Tuesday 5 July 2011

France: bitter opposition to naming a school after Simone Veil

Simone Veil in person intervened to ask the municipality of Mennecy to abandon its project. The Mayor (UMP, conservative), Jean-Philippe Dugoin, gave in to pressure and the name of the Myrtilles school will not change into Myrtilles-Simone-Weil.

The proposal was opposed by a staggering 92% of parents and neighbours and caused a bitter three-week row.

The move had been thought to be consensual because Mrs. Veil enjoys great respect and popularity, she was elected the favourite woman by the French in 2010.

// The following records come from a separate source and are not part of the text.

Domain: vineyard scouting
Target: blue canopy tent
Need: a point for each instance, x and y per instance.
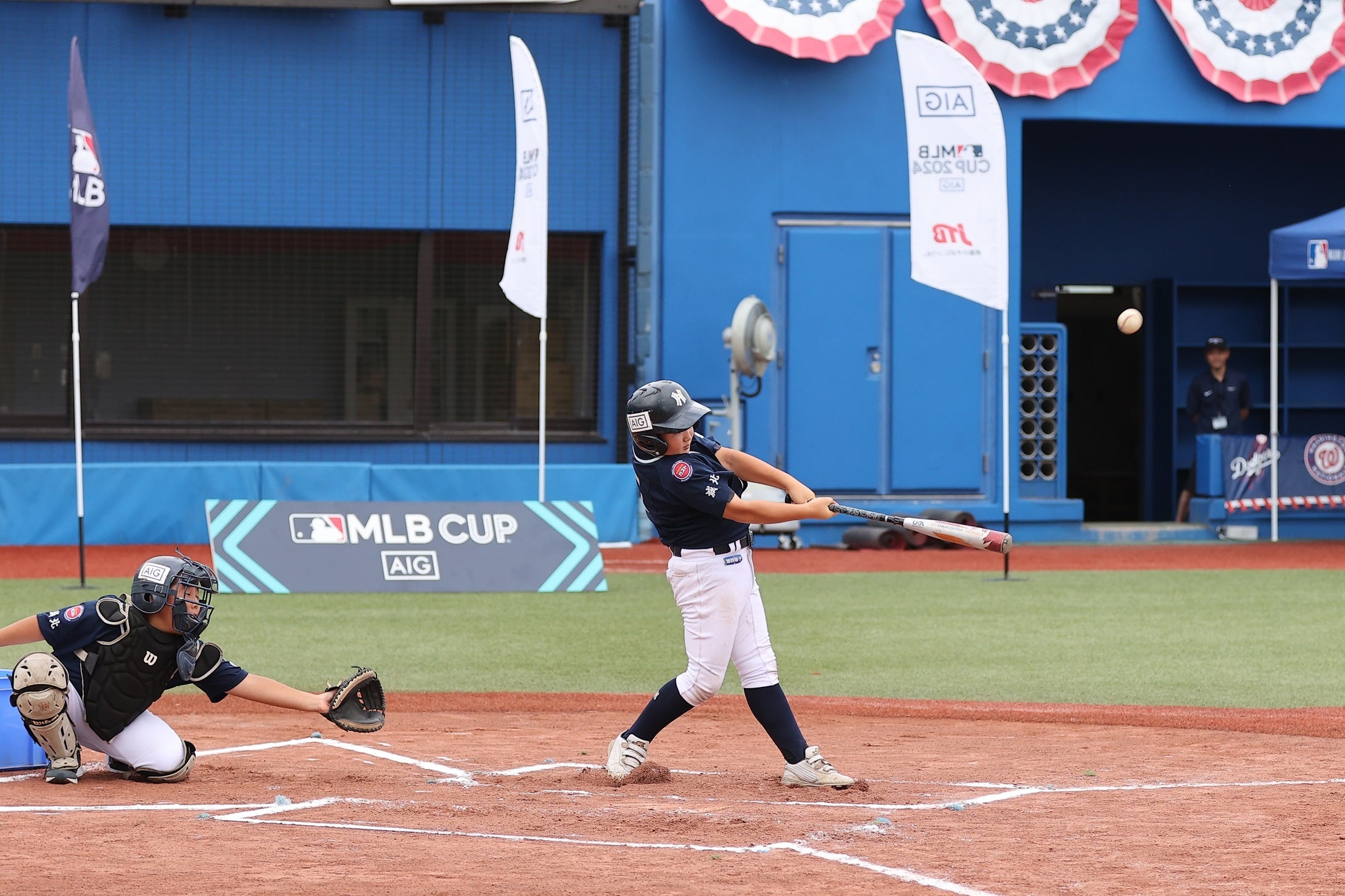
(1310, 250)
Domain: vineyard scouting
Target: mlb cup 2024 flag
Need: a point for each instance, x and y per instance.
(1036, 47)
(826, 30)
(955, 146)
(525, 262)
(1262, 50)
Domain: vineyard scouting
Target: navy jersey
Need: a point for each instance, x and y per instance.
(685, 496)
(1208, 400)
(78, 627)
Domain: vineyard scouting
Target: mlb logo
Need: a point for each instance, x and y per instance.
(318, 528)
(1317, 254)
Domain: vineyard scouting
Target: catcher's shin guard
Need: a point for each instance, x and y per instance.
(39, 695)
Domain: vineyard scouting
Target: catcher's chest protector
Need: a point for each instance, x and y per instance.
(125, 676)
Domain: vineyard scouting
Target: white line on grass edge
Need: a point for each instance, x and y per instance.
(256, 817)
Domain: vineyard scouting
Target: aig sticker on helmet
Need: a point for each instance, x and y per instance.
(154, 573)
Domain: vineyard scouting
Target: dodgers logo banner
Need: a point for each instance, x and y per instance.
(826, 30)
(955, 148)
(1036, 47)
(363, 547)
(1262, 50)
(1312, 472)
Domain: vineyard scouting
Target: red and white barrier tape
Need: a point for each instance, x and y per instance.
(1314, 501)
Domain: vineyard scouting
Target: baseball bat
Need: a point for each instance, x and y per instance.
(969, 536)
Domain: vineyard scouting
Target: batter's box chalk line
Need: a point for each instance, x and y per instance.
(268, 813)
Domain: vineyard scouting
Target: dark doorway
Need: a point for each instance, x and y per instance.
(1106, 406)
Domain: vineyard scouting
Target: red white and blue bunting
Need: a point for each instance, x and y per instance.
(827, 30)
(1036, 47)
(1262, 50)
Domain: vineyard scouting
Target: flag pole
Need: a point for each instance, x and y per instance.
(74, 350)
(541, 416)
(1004, 414)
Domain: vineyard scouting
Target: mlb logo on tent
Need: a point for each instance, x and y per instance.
(1317, 254)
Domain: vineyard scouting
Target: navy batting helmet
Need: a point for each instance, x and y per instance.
(656, 408)
(155, 582)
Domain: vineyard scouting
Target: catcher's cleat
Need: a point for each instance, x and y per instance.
(624, 755)
(814, 771)
(64, 771)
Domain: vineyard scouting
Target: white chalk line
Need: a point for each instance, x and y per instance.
(455, 776)
(139, 808)
(900, 874)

Simone Veil, aged 82,  is a French lawyer and politician who served as Minister of Health under Valéry Giscard d'Estaing, President of the European Parliament and member of the Constitutional Council of France.  She is a survivor from the Auschwitz-Birkenau concentration camp where she lost part of her family, she is the Honorary President of the Fondation pour la Mémoire de la Shoah.  She was elected to the Académie française in 2008. 

The Town Hall received e-mails with violent anti-Semitic content and some attacking the law legalizing abortion (her hardest political fight, and the one for which she is best-known). The Mayor Jean-Philippe Dugoin spoke of a "disgusting controversy with anti-Semitic connotations". 

Reacting to the controversy, Mrs. Veil who had welcomed the idea, wrote to ask for the plan to add her name to be dropped.